Una riforma ambiziosa, in grado di togliere di mezzo le società in perdita, autentici pozzi mangiasoldi, salvando solo quelle che macinano utili da almeno tre anni. Questa, in sintesi. Da riaccorpamenti e razionalizzazioni il piano Colomban per le partecipate prevedeva riasparmi di breve termine per 80-90 milioni, che sarebbero dovuti diventare diverse centinaia nei prossimi anni, a un ritmo di 80 milioni all’anno.
Il piano originario è strutturato in due tronconi, da una parte le cessioni, con l’obiettivo di fare un po’ di cassa, dall’altro la messa in liquidazione degli asset. A regime le società in pancia al Comune sarebbero dovute scendere dalle trenta attuali a circa 11, facendo rimanere in piedi le municipalizzate considerate strategiche, con le forbici concentrate invece seconde linee.

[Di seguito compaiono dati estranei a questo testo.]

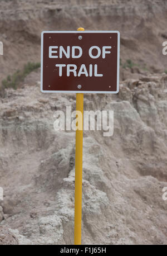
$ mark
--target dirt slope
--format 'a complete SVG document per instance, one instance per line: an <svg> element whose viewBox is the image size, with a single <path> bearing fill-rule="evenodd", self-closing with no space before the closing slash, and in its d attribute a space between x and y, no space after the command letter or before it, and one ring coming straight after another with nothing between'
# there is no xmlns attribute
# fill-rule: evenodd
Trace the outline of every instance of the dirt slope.
<svg viewBox="0 0 167 256"><path fill-rule="evenodd" d="M141 69L167 69L162 54L166 40L165 0L11 0L0 1L0 82L28 61L40 61L43 30L119 30L121 58Z"/></svg>
<svg viewBox="0 0 167 256"><path fill-rule="evenodd" d="M72 244L75 134L53 124L75 95L42 94L33 75L36 85L8 89L0 104L1 225L21 244ZM114 111L114 135L84 132L82 243L166 244L167 76L120 87L85 96L85 110Z"/></svg>

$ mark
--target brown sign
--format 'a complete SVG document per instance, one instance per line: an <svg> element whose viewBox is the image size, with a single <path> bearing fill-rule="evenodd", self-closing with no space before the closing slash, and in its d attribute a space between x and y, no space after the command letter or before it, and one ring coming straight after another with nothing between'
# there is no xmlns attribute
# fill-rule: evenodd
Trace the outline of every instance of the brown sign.
<svg viewBox="0 0 167 256"><path fill-rule="evenodd" d="M42 92L117 93L118 31L43 31Z"/></svg>

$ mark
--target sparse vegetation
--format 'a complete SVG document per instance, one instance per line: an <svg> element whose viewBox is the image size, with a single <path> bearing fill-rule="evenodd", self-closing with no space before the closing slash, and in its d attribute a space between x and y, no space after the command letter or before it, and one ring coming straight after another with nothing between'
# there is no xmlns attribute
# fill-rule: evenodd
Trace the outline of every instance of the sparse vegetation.
<svg viewBox="0 0 167 256"><path fill-rule="evenodd" d="M134 63L131 59L129 59L123 64L121 63L120 65L122 66L123 68L132 68L134 66L137 66L138 65Z"/></svg>
<svg viewBox="0 0 167 256"><path fill-rule="evenodd" d="M8 75L6 79L2 82L2 88L13 88L17 89L18 85L23 81L25 77L32 71L40 67L40 63L28 62L24 65L22 70L17 70L12 75Z"/></svg>

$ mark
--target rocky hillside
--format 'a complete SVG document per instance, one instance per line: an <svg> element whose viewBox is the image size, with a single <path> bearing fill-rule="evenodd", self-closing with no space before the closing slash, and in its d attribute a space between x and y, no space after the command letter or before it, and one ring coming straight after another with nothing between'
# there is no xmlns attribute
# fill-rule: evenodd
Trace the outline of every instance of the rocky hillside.
<svg viewBox="0 0 167 256"><path fill-rule="evenodd" d="M80 26L120 31L121 63L126 67L126 60L131 60L137 65L132 73L138 73L139 68L167 70L162 54L167 37L166 0L1 0L0 6L0 41L4 44L0 83L28 61L40 60L42 31Z"/></svg>
<svg viewBox="0 0 167 256"><path fill-rule="evenodd" d="M119 93L84 96L85 110L114 110L114 132L84 132L83 244L166 244L166 0L0 0L0 83L40 61L43 30L120 31ZM76 95L40 84L38 69L0 97L0 244L73 243L75 132L55 131L53 113Z"/></svg>
<svg viewBox="0 0 167 256"><path fill-rule="evenodd" d="M42 94L40 72L31 75L34 86L27 77L0 103L1 225L19 244L72 244L75 133L53 124L75 94ZM129 79L84 104L114 110L114 134L84 131L83 244L166 244L167 75Z"/></svg>

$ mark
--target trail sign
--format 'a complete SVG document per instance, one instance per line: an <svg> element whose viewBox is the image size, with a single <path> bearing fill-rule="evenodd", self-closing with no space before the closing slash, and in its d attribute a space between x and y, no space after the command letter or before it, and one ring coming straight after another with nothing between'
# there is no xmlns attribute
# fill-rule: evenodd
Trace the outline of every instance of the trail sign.
<svg viewBox="0 0 167 256"><path fill-rule="evenodd" d="M119 31L43 31L42 92L117 93Z"/></svg>

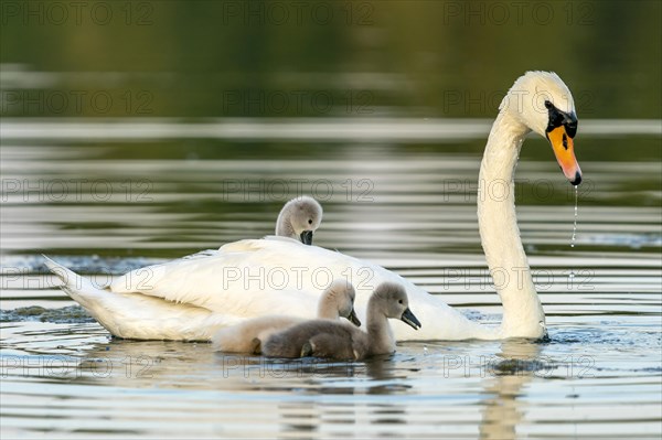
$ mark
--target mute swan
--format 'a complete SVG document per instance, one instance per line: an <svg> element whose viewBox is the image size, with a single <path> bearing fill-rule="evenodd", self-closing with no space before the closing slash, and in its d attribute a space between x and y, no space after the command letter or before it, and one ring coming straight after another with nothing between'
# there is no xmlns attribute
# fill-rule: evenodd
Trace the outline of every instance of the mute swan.
<svg viewBox="0 0 662 440"><path fill-rule="evenodd" d="M354 313L355 297L356 292L351 283L344 279L334 280L320 297L318 319L338 321L340 318L346 318L352 324L361 326L361 321ZM253 318L218 330L212 342L221 352L258 354L261 341L301 322L302 318L286 315Z"/></svg>
<svg viewBox="0 0 662 440"><path fill-rule="evenodd" d="M356 289L354 307L361 318L365 316L365 305L375 286L384 281L403 285L409 303L425 326L414 332L410 328L396 325L394 333L398 341L542 337L546 334L545 314L520 239L514 171L525 136L535 131L548 139L570 183L580 183L581 171L573 143L577 131L575 105L570 92L556 74L527 72L515 81L499 108L485 146L478 185L483 250L490 272L502 280L496 283L503 304L503 319L499 326L487 326L467 319L445 304L439 296L431 296L377 265L289 239L267 237L232 243L197 258L128 272L103 291L97 289L95 292L77 289L75 283L79 277L67 278L66 268L54 262L50 262L49 267L64 275L63 289L86 309L96 307L100 294L105 296L107 303L117 298L113 305L122 309L120 315L111 310L94 314L114 334L114 329L126 331L141 325L139 320L122 320L122 316L130 316L135 309L149 308L147 302L140 302L147 301L145 297L170 301L159 302L163 307L154 308L154 318L164 308L178 308L183 303L215 311L227 319L248 319L267 313L310 319L314 307L308 308L302 298L306 294L317 297L332 279L344 277ZM494 196L495 191L500 191L499 196ZM278 294L274 294L276 291ZM134 297L121 297L124 293L132 293ZM135 305L120 304L129 299L136 302ZM90 305L86 307L86 303ZM149 310L141 312L148 313ZM182 326L184 324L182 322ZM156 337L159 336L158 326L150 330ZM132 330L131 333L139 332Z"/></svg>
<svg viewBox="0 0 662 440"><path fill-rule="evenodd" d="M329 357L360 361L395 351L388 319L398 319L414 330L420 322L409 310L407 292L394 282L383 282L367 302L367 333L341 322L306 321L273 334L261 346L273 357Z"/></svg>

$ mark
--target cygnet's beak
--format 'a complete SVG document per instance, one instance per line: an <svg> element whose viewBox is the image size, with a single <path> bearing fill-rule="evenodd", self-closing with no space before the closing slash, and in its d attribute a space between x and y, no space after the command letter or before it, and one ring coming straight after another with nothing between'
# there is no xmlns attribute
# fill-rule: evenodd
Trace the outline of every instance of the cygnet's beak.
<svg viewBox="0 0 662 440"><path fill-rule="evenodd" d="M312 245L312 230L303 230L301 233L301 243L305 245Z"/></svg>
<svg viewBox="0 0 662 440"><path fill-rule="evenodd" d="M361 326L361 321L359 320L359 316L356 316L356 311L354 309L352 309L352 311L350 312L348 320L350 320L352 324Z"/></svg>
<svg viewBox="0 0 662 440"><path fill-rule="evenodd" d="M409 310L409 308L407 308L407 310L405 310L405 312L401 316L401 320L403 322L405 322L406 324L410 325L414 330L418 330L418 329L421 328L420 322L414 315L414 313L412 313L412 311Z"/></svg>

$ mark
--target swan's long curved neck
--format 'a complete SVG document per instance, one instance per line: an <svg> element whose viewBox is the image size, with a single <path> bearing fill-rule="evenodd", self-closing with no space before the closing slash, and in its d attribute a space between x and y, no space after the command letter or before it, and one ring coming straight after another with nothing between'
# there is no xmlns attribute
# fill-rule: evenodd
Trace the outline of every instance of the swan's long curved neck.
<svg viewBox="0 0 662 440"><path fill-rule="evenodd" d="M480 237L503 304L502 337L541 337L545 314L535 291L515 214L515 167L528 128L499 114L485 147L478 184Z"/></svg>

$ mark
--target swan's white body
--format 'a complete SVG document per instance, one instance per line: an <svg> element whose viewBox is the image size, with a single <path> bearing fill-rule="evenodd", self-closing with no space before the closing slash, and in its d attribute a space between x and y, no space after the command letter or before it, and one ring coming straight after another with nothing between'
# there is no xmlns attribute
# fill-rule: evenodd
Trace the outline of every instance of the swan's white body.
<svg viewBox="0 0 662 440"><path fill-rule="evenodd" d="M468 320L441 298L377 265L282 237L241 240L192 258L138 269L104 289L54 261L47 265L65 280L63 289L72 298L110 333L121 337L209 340L220 326L248 318L287 314L310 319L316 314L318 297L335 278L346 278L354 285L355 310L364 322L373 289L385 281L402 283L423 326L415 331L404 323L394 323L398 341L541 337L546 333L545 316L520 240L513 179L526 133L551 133L545 129L547 114L543 114L546 110L541 96L547 99L545 104L551 101L554 108L574 115L572 95L560 78L555 74L527 73L504 98L481 163L481 240L492 275L505 273L509 279L496 283L503 303L500 326L488 328ZM568 150L565 135L563 141ZM557 146L552 143L562 163ZM572 139L569 146L574 160ZM578 176L577 183L580 181L578 167L569 170L565 162L562 167L566 175L572 173ZM506 193L492 193L495 184L508 189Z"/></svg>

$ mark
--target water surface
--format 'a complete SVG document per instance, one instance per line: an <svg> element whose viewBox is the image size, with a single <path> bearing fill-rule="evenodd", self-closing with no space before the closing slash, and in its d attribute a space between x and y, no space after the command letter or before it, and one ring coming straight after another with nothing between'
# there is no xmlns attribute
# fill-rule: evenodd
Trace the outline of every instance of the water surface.
<svg viewBox="0 0 662 440"><path fill-rule="evenodd" d="M56 288L40 254L102 280L270 234L281 204L302 192L324 206L317 245L498 322L476 218L489 121L409 141L407 121L372 141L356 135L374 132L372 121L333 139L302 130L305 120L248 120L263 131L244 140L237 133L250 130L223 131L233 120L193 121L202 131L156 121L168 136L143 121L116 135L72 120L47 137L53 121L42 122L2 126L3 438L662 434L656 121L595 121L578 137L574 248L572 186L546 142L532 138L522 151L520 229L549 341L404 343L362 363L111 339ZM600 135L608 126L630 131ZM628 158L610 159L626 137Z"/></svg>

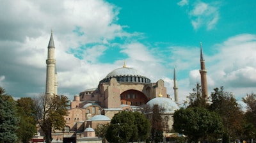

Per quanto riguarda le cessioni di quote, Colomban aveva ufficializzato l’uscita del Comune da Aeroporti di Roma, per un corrispettivo di 48 milioni di euro, poi verificatasi. Seguivano poi Centrale del Latte la cui cessione della quota del 75% è stimata in almeno 28 milioni di euro a titolo transattivo, da destinarsi a investimenti in servizi o opere strategiche e per la quale si sono avute trattative coi sindacati, Investimenti Spa che controlla Fiera di Roma, con la cessione della quota del 21,8%. Di più.
Nel ventaglio c’era anche Alta Roma di cui il Campidoglio si sarebbe dovuto liberare della quota del 18,64% e Risorse per Roma Spa che ne detiene la partecipazione e Multiservizi Spa, dove la partecipazione avrebbe dovuto essere valorizzata e dismessa una volta costituita la società mista pubblico-privata di cui l’amministrazione intendeva dotarsi per lo svolgimento di servizi di interesse generale.
Niente di tutto questo, anzi. In compenso un bilancio Atac, appena approvato, con 170 milioni di perdite strutturali. Come se non bastasse, come raccontato giorni fa da Radiocolonna.it, la Centrale del Latte non sarà più venduta, grazie a un assist inatteso della Lega che ha maturato una proposta di legge per escludere dal perimetro della Legge Madia le aziende casearie. E il Campidoglio dice addio a 28 milioni di incassi. Oltre il danno però, non poteva mancare la beffa.
Pochi giorni fa l’assemblea straordinaria sulla riorganizzazione delle partecipate si è aperta senza la relazione dell’assessore competente, Gianni Lemmetti. “Non è seria questa gestione di un consiglio strategico come quello di oggi – ha criticato il consigliere di Sinistra per Roma Stefano Fassina – oppure faccio io la relazione generale e lei mi mette le crocette su quello che è giusto o sbagliato. Perché noi la conosciamo la situazione delle partecipate, la affrontiamo parlando con i lavoratori, in commissione. Non è accettabile”.
Molto più dura la dem Valeria Baglio. “Esattemente un anno fa l’assessore Colomban parlava di risparmi da 90 milioni rispetto al 2017 con il suo piano per le partecipate, oggi vogliamo sapere a che punto siamo. Se l’assessore non se la sente di fare la relazione, venga in Aula la sindaca per spiegarci come date garanzie agli oltre 20mila dipendenti delle partecipate capitoline”. Polemiche che lasciano il tempo che trovano, perché quella riforma non c’è.